RECENCY (R): Days since last purchase
FREQUENCY (F): Total number of purchases
MONETARY VALUE (M): Total money this customer spent.
We will create those 3 customer attributes for each customer.
To calculate recency, we need to choose a date point from which we evaluate how many days ago was the customer's last purchase.
data.InvoiceDate.max()
now = dt.date(2011, 12, 9)
print(now)
data['date'] = pd.DatetimeIndex(data.InvoiceDate).date
data.head()
recency_df = data.groupby('CustomerID', as_index=False).date.max()

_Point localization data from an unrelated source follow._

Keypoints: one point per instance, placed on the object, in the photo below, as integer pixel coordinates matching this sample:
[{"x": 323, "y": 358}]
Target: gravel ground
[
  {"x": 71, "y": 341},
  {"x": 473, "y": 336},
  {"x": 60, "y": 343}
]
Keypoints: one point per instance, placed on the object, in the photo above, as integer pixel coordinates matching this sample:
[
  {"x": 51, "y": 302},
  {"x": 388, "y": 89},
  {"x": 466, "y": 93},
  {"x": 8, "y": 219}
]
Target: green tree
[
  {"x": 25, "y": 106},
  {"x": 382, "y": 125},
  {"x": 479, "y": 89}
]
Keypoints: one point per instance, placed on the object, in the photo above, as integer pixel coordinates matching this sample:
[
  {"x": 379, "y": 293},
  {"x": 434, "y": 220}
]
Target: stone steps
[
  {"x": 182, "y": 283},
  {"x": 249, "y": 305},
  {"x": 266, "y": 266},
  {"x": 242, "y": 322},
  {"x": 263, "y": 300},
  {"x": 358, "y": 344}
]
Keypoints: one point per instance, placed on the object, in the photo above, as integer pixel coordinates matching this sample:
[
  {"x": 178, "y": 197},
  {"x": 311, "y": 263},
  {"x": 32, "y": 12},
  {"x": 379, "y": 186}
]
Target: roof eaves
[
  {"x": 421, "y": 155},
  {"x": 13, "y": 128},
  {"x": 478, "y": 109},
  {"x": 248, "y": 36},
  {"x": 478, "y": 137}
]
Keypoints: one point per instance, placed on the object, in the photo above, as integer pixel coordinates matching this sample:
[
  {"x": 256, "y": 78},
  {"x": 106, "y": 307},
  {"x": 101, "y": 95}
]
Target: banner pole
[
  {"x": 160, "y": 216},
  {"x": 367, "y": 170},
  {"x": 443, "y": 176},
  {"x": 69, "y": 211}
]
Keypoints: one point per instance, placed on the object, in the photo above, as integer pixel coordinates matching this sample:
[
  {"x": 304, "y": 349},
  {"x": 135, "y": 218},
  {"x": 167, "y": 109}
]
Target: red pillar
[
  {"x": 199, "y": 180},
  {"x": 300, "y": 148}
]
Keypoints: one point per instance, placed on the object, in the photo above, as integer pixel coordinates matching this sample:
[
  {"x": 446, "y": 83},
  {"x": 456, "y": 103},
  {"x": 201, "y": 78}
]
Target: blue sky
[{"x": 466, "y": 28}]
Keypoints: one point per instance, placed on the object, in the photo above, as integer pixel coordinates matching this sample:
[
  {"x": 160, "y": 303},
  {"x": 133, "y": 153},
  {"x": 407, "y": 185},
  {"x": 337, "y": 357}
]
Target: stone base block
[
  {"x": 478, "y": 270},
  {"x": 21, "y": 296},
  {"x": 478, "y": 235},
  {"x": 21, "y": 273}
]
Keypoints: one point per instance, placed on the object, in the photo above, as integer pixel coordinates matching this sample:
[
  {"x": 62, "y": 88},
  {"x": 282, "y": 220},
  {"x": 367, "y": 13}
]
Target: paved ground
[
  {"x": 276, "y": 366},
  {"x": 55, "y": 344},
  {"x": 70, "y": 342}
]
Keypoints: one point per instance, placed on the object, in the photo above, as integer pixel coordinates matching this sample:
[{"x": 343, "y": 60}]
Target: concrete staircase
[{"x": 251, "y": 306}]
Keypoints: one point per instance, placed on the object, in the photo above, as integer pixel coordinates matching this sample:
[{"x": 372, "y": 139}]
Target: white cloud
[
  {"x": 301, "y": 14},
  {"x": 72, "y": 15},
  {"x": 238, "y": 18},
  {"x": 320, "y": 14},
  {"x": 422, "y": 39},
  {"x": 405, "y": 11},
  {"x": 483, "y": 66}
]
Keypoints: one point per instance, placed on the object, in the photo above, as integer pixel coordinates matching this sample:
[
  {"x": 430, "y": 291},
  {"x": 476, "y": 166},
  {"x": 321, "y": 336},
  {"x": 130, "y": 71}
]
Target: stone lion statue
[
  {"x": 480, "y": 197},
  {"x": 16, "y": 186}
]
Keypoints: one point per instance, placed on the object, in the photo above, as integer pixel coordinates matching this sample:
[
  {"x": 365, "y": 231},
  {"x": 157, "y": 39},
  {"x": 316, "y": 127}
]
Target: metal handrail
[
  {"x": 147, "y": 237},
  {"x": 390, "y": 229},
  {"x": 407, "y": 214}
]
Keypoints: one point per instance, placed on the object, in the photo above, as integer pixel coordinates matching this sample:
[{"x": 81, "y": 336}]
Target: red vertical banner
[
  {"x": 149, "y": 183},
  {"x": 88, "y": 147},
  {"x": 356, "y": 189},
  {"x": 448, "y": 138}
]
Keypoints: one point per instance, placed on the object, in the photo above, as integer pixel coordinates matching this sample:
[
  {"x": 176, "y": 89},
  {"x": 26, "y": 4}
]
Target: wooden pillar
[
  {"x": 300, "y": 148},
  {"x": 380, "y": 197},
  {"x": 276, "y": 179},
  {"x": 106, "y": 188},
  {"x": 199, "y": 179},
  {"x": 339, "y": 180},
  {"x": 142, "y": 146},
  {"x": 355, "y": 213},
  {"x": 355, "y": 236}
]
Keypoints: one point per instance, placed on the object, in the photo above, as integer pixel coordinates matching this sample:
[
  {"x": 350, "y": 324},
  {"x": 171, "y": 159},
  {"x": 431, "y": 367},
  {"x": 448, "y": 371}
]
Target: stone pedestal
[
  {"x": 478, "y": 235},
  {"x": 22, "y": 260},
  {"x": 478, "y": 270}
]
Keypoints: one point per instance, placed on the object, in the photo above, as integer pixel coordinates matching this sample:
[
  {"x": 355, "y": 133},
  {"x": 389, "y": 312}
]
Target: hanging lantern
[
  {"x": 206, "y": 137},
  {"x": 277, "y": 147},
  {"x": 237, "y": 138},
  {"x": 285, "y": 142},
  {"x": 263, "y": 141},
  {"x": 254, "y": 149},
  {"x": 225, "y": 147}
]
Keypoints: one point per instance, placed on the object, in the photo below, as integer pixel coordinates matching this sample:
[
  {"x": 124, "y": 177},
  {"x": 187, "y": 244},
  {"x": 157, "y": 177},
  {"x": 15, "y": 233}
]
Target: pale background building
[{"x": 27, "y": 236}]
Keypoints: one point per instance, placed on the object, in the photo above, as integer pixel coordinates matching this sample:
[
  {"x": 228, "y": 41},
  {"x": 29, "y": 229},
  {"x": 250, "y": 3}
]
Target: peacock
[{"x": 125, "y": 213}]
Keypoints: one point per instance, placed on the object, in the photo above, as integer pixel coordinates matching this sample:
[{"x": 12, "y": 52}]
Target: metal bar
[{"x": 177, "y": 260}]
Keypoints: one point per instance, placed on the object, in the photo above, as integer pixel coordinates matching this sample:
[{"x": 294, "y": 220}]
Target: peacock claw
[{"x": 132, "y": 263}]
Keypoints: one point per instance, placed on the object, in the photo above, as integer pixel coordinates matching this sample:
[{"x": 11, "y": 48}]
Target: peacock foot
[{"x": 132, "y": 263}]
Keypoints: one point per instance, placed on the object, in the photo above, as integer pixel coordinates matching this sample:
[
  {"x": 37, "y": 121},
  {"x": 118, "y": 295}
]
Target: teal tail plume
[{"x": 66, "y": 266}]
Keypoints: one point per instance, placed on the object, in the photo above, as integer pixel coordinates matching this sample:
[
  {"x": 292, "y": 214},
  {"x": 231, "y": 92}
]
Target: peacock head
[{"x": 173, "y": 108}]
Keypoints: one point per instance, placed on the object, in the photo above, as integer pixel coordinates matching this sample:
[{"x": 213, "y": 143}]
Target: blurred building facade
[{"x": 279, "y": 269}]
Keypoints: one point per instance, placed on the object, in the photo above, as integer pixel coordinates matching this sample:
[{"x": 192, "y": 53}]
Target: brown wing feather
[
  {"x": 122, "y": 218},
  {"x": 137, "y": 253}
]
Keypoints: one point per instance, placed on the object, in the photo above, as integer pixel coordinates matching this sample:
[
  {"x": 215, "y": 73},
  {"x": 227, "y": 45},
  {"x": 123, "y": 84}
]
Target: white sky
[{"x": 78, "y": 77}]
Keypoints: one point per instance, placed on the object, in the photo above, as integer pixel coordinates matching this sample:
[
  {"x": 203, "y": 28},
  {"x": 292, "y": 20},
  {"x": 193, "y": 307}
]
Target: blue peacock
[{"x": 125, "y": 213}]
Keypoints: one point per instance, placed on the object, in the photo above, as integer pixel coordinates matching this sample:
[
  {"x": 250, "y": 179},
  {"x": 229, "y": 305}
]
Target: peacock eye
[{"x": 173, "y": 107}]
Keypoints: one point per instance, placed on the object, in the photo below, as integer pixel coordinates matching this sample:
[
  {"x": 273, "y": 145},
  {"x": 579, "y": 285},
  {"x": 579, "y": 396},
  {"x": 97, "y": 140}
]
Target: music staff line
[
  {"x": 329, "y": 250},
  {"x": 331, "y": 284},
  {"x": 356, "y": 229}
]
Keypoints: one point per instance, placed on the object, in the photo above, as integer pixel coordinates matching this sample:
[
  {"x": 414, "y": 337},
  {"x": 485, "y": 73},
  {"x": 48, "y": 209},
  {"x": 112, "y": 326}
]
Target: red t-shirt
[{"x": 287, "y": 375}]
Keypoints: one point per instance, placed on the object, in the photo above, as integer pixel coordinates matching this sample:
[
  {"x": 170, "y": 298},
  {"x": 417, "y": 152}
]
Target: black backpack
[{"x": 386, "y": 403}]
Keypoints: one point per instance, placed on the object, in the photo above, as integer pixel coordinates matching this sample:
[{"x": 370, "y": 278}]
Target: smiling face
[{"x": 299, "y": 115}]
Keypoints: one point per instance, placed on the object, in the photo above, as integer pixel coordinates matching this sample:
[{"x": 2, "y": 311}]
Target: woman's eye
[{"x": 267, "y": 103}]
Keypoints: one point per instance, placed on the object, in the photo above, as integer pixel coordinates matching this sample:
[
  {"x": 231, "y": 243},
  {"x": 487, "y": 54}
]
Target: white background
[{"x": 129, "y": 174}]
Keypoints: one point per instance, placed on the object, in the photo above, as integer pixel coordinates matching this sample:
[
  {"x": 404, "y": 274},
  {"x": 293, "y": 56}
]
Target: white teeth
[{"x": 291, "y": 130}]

recency_df.columns = ['CustomerID', 'LastPurchaseDate']
recency_df.head()
recency_df['Recency'] = recency_df.LastPurchaseDate.apply(lambda x: (now-x).days)
recency_df.head()
Frequency helps us to know how many times a customer purchased from us. To do that we need to check how many invoices are registered by the same customer.
invoice_level_data = data.copy()
invoice_level_data.drop_duplicates(subset=['InvoiceNo', 'CustomerID'], keep='first', inplace=True)
invoice_level_data.head()
frequency_df = invoice_level_data.groupby('CustomerID', as_index=False).InvoiceNo.count()
frequency_df.columns = ['CustomerID', 'Frequency']
frequency_df.head()
data['TotalCost'] = data.Quantity * data.UnitPrice
data.head()
monetary_df = data.groupby('CustomerID', as_index=False).TotalCost.sum()
monetary_df.columns = ['CustomerID', 'Monetary']
monetary_df.head()
rfm_df = (recency_df
.merge(frequency_df, on='CustomerID')
.merge(monetary_df, on='CustomerID')
)
rfm_df.set_index('CustomerID', inplace=True)
rfm_df.head()
The simplest way to create customers segments from RFM Model is to use Quartiles. We assign a score from 1 to 4 to Recency, Frequency and Monetary. Four is the best/highest value, and one is the lowest/worst value. A final RFM score is calculated simply by combining individual RFM score numbers.
Note: Quintiles (score from 1-5) offer better granularity, in case the business needs that but it will be more challenging to create segments since we will have 555 possible combinations. So, we will use quartiles.
quantiles = rfm_df.quantile(q=[0,0.25,0.5,0.75,1])
quantiles
Since we have duplicate bin edges for Frequency
column, we can custom define the range for it
rfm_df.Frequency.quantile(q=[0,0.5,0.7,0.8,1])
We will create two segmentation classes since, high recency is bad, while high frequency and monetary value is good.
r_labels = range(4,0,-1)
r_groups = pd.qcut(rfm_df.Recency, q=4, labels=r_labels)
r_groups.head()
m_labels = range(1,5)
m_groups = pd.qcut(rfm_df.Monetary, q=4, labels=m_labels)
m_groups.head()
f_labels = range(1,5)
f_groups = pd.qcut(rfm_df.Frequency, q=[0,0.5,0.7,0.8,1], labels=f_labels)
f_groups.head()
rfm_df = rfm_df.assign(R=r_groups,F=f_groups,M=m_groups)
rfm_df
rfm_df['RFM_segment'] = rfm_df.apply(lambda x : '{}{}{}'.format(x.R , x.F, x.M), axis=1)
rfm_df['RFM_score'] = rfm_df.loc[:,['R','F','M']].sum(axis=1)
rfm_df.head()
rfm_df.loc[rfm_df.RFM_segment == '444'].index.values
1. Find the following:
rfm_df.loc[rfm_df.F == 4,'RFM_segment'].value_counts()
rfm_df.loc[rfm_df.M >= 3,'RFM_segment'].value_counts()
rfm_df.query('R<=2 and F<=2 and M<=2').RFM_segment.value_counts()
rfm_df.loc[rfm_df.RFM_segment=='111','RFM_segment'].value_counts()
2. Now that we know our customers segments, how will you target them?